電車は揺れ、それに合わせて僕と長門さんの身体も揺れる。
触れる。
長門さんの体温を感じる。
「…………」
電車が次の駅に着くまでの間、僕はその本を十ページも読み進めることができなった。

駅を出ると、長門さんは脇目もふらずに歩き始めた。
どこか急いでいるようでもある。
しかし、僕の記憶している大型書店のある方向とは反対側だった。
「あれ、長門さん、そっちなの?」
「そう」
長門さんはそう答えると、僕に言い聞かせるように告げた。
「早く来て」
僕は黙ってしたがった。
201番組の途中ですが名無しです:2006/06/01(木) 01:49:35 ID:TUweWYq/0 BE:68444047-#
ついた先は小さな古書店だった。
店先で老年の男性が、本の詰まった段ボールを重そうに動かしている。
おそらく店主だろう。
「こんにちは」
長門さんは店主に話しかける。
「あ、こんにちは、長門さん」店主は微笑んだ。
「早かったね。例の本、とても楽しみにしていたとみえる」
長門さんは軽く頷いた。
店主の男は店の中に入る。長門さんもそれに続く。
僕も店内に足を踏み入れた。

いちめんの本の海。
本棚と、テーブル代わりの段ボール箱に、いっぱい詰まった本。
足の踏み場もないほどだ。
そして、むわっとする香り。
図書館のそれを何倍にも濃くしたような感じだ。
もちろん、嫌な匂いじゃない。
「えーっと、どこにやったかな」
店主は店の中をきょろきょろ見回す。
「ああ、そうか、上に入れちゃったか……」
そして、彼は僕に初めて視線を向けた。
「君、すまないんだけど、あれを取ってくれないかな」
店主は壁の本棚の上の方を指さす。僕の背なら背伸びして充分届く高さだ。
「いいですよ」
僕は本棚の前に立つ。
「タイトルは?」
「スターシップと俳句」長門さんが答えた。
「スターシップと俳句……ね」僕はそう呟き、その背表紙を探した。
しかし、なかなか面白いタイトルだ。

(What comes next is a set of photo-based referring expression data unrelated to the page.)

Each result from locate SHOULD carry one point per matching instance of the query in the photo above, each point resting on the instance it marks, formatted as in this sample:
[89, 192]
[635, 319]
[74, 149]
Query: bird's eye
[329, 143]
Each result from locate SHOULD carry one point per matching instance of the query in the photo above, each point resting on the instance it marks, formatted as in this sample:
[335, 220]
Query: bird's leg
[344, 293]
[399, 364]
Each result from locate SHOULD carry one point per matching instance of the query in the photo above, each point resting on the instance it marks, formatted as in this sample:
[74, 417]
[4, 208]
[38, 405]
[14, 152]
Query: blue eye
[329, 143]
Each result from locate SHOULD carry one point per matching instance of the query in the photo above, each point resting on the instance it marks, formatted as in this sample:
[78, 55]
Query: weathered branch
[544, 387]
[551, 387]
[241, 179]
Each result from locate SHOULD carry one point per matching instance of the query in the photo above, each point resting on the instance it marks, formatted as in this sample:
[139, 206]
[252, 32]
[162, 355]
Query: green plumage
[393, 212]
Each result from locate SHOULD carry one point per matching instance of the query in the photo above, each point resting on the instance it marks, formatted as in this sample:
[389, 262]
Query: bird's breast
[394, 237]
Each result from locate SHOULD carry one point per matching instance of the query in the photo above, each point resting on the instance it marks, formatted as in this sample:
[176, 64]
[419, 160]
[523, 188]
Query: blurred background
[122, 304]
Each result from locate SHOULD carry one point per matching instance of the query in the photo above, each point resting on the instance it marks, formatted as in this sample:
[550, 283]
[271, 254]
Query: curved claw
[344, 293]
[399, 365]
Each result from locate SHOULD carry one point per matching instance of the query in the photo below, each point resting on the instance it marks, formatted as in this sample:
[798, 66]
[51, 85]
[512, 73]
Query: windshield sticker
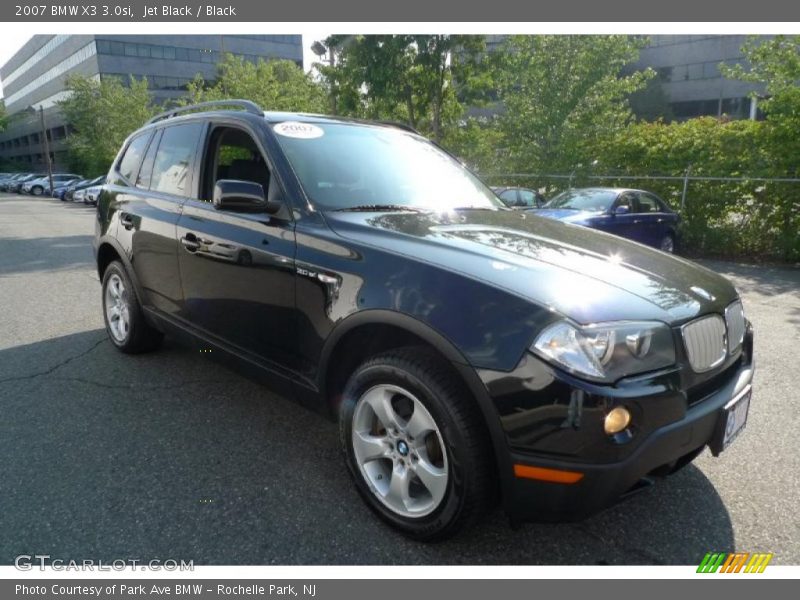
[295, 129]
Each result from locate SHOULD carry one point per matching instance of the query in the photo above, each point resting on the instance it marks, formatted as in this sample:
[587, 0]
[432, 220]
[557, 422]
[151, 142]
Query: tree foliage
[422, 80]
[102, 114]
[563, 96]
[274, 85]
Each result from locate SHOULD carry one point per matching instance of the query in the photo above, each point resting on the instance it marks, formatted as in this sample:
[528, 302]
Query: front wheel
[415, 444]
[125, 322]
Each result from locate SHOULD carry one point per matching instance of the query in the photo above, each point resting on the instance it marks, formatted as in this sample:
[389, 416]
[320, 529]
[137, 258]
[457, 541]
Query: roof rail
[399, 125]
[246, 105]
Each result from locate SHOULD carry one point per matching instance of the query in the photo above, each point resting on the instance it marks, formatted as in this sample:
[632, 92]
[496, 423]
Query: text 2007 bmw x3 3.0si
[472, 353]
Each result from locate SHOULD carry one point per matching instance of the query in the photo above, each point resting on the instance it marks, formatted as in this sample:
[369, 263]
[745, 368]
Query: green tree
[273, 85]
[422, 80]
[564, 96]
[775, 63]
[102, 114]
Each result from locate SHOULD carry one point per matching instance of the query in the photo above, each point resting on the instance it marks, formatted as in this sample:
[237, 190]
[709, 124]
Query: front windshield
[347, 166]
[588, 200]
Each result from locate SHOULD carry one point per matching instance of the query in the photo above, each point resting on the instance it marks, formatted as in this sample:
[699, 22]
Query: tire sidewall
[452, 503]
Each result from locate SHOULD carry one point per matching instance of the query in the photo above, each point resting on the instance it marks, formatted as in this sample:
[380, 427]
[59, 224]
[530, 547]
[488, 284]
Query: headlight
[607, 351]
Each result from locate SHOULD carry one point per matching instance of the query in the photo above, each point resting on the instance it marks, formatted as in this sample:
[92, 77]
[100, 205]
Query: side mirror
[242, 196]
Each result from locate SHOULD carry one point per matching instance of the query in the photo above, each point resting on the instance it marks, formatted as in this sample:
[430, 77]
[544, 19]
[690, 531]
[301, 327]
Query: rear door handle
[189, 241]
[126, 220]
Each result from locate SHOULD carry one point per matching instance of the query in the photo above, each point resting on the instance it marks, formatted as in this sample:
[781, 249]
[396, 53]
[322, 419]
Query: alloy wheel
[118, 314]
[400, 451]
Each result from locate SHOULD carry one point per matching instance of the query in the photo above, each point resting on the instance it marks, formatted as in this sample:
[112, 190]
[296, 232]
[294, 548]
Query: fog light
[617, 420]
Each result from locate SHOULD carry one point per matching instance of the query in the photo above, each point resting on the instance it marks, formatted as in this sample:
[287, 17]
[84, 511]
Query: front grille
[705, 342]
[734, 318]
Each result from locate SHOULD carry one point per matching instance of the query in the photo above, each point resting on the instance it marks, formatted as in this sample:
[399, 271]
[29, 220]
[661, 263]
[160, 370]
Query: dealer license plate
[733, 418]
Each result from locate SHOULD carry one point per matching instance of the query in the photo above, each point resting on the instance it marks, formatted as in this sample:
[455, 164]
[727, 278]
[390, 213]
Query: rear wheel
[415, 444]
[125, 322]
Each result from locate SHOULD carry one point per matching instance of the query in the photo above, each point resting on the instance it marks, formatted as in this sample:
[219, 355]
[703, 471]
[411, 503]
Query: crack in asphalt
[132, 386]
[55, 367]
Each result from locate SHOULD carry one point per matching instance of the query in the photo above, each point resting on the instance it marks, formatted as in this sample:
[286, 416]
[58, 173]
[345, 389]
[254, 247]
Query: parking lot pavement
[170, 455]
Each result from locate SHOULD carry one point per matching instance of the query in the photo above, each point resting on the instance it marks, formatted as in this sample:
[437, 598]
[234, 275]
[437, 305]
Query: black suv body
[471, 352]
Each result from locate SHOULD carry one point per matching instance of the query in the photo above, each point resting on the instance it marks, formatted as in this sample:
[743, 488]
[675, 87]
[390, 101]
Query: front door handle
[126, 220]
[189, 241]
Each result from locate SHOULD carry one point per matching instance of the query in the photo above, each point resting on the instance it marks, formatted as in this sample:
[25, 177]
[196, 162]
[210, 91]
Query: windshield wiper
[380, 207]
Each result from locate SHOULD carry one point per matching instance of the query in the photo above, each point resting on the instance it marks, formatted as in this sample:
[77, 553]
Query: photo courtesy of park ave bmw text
[281, 295]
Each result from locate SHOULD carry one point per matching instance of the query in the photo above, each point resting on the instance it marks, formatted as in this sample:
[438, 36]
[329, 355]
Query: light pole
[320, 50]
[45, 143]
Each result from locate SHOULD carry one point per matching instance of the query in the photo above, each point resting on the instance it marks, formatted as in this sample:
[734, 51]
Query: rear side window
[528, 197]
[510, 196]
[146, 172]
[172, 171]
[648, 203]
[130, 161]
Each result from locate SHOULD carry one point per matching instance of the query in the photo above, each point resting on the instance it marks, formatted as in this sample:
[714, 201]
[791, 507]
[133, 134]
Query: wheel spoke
[420, 422]
[369, 447]
[380, 400]
[433, 478]
[398, 488]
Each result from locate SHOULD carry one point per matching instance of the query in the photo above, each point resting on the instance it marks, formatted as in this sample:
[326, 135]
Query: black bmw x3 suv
[470, 352]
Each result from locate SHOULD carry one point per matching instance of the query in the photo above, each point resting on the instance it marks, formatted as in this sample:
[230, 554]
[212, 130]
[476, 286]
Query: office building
[688, 69]
[35, 77]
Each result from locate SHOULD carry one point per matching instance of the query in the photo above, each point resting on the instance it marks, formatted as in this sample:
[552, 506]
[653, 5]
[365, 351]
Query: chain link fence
[727, 217]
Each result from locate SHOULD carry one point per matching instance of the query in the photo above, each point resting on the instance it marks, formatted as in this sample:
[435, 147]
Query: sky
[10, 42]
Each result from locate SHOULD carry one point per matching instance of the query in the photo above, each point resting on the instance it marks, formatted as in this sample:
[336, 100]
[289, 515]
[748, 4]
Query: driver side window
[625, 200]
[233, 154]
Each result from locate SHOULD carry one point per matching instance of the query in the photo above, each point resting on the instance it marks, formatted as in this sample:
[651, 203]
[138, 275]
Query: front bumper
[670, 428]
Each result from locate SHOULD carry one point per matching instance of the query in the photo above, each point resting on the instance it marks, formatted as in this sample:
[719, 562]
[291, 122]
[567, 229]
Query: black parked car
[469, 351]
[521, 198]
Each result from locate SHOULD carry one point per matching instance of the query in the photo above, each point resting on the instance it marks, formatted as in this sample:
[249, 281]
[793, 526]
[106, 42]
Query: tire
[125, 323]
[430, 486]
[667, 244]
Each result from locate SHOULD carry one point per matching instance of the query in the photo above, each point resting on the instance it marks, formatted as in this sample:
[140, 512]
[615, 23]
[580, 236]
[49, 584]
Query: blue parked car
[634, 214]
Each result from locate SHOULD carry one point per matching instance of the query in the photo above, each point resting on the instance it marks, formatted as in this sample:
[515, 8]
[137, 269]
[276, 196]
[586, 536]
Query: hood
[567, 215]
[587, 275]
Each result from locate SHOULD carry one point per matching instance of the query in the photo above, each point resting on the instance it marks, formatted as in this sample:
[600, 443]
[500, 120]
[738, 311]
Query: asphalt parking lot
[170, 455]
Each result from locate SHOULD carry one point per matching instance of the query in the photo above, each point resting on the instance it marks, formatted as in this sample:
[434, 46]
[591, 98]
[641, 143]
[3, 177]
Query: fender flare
[126, 262]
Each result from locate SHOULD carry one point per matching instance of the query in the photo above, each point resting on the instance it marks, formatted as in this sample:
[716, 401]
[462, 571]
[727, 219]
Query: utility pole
[46, 145]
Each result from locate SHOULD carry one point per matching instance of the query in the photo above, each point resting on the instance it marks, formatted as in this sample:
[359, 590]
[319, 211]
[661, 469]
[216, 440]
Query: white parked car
[90, 194]
[40, 186]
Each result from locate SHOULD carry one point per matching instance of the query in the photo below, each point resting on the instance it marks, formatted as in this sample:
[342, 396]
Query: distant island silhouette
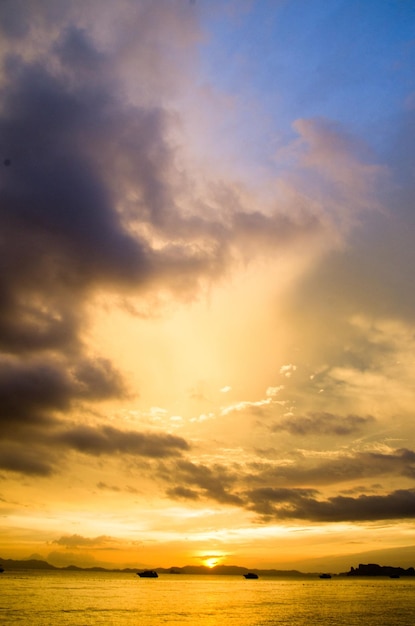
[372, 569]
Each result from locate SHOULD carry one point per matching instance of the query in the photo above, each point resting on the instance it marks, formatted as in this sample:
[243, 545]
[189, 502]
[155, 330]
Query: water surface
[83, 598]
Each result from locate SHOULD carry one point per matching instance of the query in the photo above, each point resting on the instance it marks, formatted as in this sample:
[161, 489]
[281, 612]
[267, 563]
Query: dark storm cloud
[323, 424]
[32, 459]
[272, 500]
[33, 391]
[303, 504]
[197, 480]
[343, 468]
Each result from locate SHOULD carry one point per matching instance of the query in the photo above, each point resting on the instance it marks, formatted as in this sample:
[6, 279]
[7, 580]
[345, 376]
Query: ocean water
[114, 599]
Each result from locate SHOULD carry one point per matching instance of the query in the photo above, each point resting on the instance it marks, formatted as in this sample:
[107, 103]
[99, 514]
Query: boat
[148, 573]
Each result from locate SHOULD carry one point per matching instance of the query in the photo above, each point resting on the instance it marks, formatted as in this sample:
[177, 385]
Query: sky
[207, 282]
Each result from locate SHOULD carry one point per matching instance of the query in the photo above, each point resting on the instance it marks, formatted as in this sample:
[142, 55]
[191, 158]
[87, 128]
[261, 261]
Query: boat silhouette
[148, 573]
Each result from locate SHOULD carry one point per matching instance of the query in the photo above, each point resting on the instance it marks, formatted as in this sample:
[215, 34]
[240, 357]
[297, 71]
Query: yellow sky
[206, 320]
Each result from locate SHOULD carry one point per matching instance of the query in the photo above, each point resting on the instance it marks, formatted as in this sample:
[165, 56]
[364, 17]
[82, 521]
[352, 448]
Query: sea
[65, 598]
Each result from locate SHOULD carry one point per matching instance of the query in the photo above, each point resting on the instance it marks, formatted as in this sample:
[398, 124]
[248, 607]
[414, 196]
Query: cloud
[288, 370]
[34, 390]
[199, 481]
[77, 541]
[303, 504]
[293, 497]
[324, 424]
[108, 440]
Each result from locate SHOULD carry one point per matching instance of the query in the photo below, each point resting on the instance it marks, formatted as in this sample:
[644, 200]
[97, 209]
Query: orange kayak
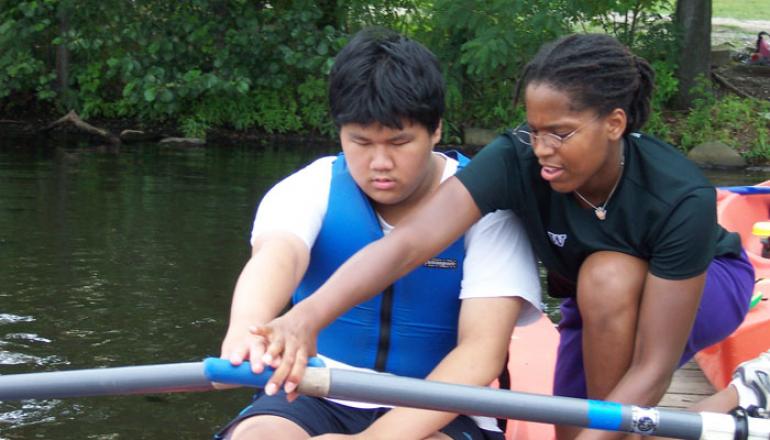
[740, 213]
[532, 360]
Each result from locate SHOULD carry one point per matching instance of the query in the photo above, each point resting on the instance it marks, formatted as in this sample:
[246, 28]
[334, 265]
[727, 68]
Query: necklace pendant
[601, 213]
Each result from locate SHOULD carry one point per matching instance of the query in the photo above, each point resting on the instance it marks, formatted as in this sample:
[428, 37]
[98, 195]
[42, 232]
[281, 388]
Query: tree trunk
[693, 20]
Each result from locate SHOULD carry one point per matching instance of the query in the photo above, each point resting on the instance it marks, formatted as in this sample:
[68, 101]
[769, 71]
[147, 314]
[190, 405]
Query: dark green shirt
[663, 210]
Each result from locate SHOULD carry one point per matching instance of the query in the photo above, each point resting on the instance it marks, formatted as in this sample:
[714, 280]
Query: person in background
[450, 319]
[624, 224]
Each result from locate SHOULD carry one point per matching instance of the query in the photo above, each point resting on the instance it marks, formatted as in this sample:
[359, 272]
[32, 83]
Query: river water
[112, 257]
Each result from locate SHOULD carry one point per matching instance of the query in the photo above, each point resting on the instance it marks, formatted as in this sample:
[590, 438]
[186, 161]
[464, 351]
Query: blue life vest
[411, 326]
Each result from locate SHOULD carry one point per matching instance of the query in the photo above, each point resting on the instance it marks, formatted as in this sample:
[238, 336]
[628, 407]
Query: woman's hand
[291, 340]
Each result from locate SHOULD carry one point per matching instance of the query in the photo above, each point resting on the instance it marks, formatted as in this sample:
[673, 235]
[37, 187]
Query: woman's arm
[444, 217]
[666, 315]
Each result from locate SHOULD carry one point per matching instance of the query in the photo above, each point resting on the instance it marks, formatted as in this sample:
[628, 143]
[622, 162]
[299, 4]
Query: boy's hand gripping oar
[387, 389]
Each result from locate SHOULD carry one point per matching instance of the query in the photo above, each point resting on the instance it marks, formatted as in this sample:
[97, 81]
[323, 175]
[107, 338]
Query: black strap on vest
[386, 315]
[505, 384]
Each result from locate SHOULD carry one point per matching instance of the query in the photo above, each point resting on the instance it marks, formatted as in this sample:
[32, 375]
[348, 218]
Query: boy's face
[391, 166]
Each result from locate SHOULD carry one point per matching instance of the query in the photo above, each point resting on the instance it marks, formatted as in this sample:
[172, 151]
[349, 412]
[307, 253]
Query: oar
[746, 190]
[388, 389]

いったいどんな内容なのか。
202番組の途中ですが名無しです:2006/06/01(木) 01:50:49 ID:TUweWYq/0 BE:68443474-#
「彼、長門さんの彼氏なの?」店主が長門さんにいきなりきく。
「え……?」
一瞬、長門さんの戸惑うような声が聞こえた。
僕からはその表情は見えない。
「いやいや、言わなくてもいいさ」店主は笑った。
僕は目的の本をみつけ、手に取る。
そしてふり返った。
「ありました。これですよね?」
長門さんは頷く。僕は本を渡した。
あれ……?
長門さんの頬が、すこし赤い気がする………。
「お兄さん、顔が赤いよ」店主はまた笑った。
僕は照れ隠しに苦笑した。
しかし、恥ずかしがっていたのは、本当に僕だけだったのだろうか。

その古本屋で長門さんは他に二冊の本を買った。
店を出たとき、長門さんの表情はいつもと同じだった。
やっぱり、さっきのは見間違えだったのかもしれない…。
「あまり時間がない」長門さんは言った。「日が暮れてしまう」
僕は時計を見た。
「うーん、日没までにはまだ、一時間はあると思うんだけど……」
「一時間では足りないかもしれない」
203番組の途中ですが名無しです:2006/06/01(木) 01:53:13 ID:TUweWYq/0 BE:39110944-#
それから一時間後、電車に揺られて、僕たちは初めの駅に戻っていた。
僕の両手には、重いハードカバーの詰まった紙袋がある。
長門さんも、本の入った小さな袋を持っていた。
あれから長門さんは、大型書店を三軒ほどはしごして、これだけの量の本を買ったのである。
「すっかり日が暮れちゃったね」僕は呟いた。
長門さんは頷く。
あとはこの本を長門さんのうちまで運ぶだけだ。
僕たちは再び歩き始める。もう、今日だけで相当な距離を歩いている。
そして、どうして長門さんが僕を本屋巡りに誘ったのか、その理由を実感していた。
つまり、荷物持ちである。
きっと、それだけ。
だけど………、
僕はこんな妄想をしていた。
(あの古本屋の店主に、僕を紹介したかったから、とか……)
我ながら突拍子もない憶測だ。
「迷惑だった?」
長門さんは急に立ち止まり、横目で僕をみながら、そうきいた。
「そんなことないよ、ぜんぜん」
僕は苦笑しながら答えた。
長門さんは一瞬だけ、不思議そうな顔をする。
そして、また歩き出す。
いつまでもこうして歩いていたい、と僕は思った。

そういえば、僕は長門さんのうちを知らない。
どうやら、今日、初めて行くことになりそうだ。
つまり、少なくとも、長門さんは僕に警戒心を持ってはいない、ということだろうか。
今日は、それがわかった。
今はきっと、それで充分だろう。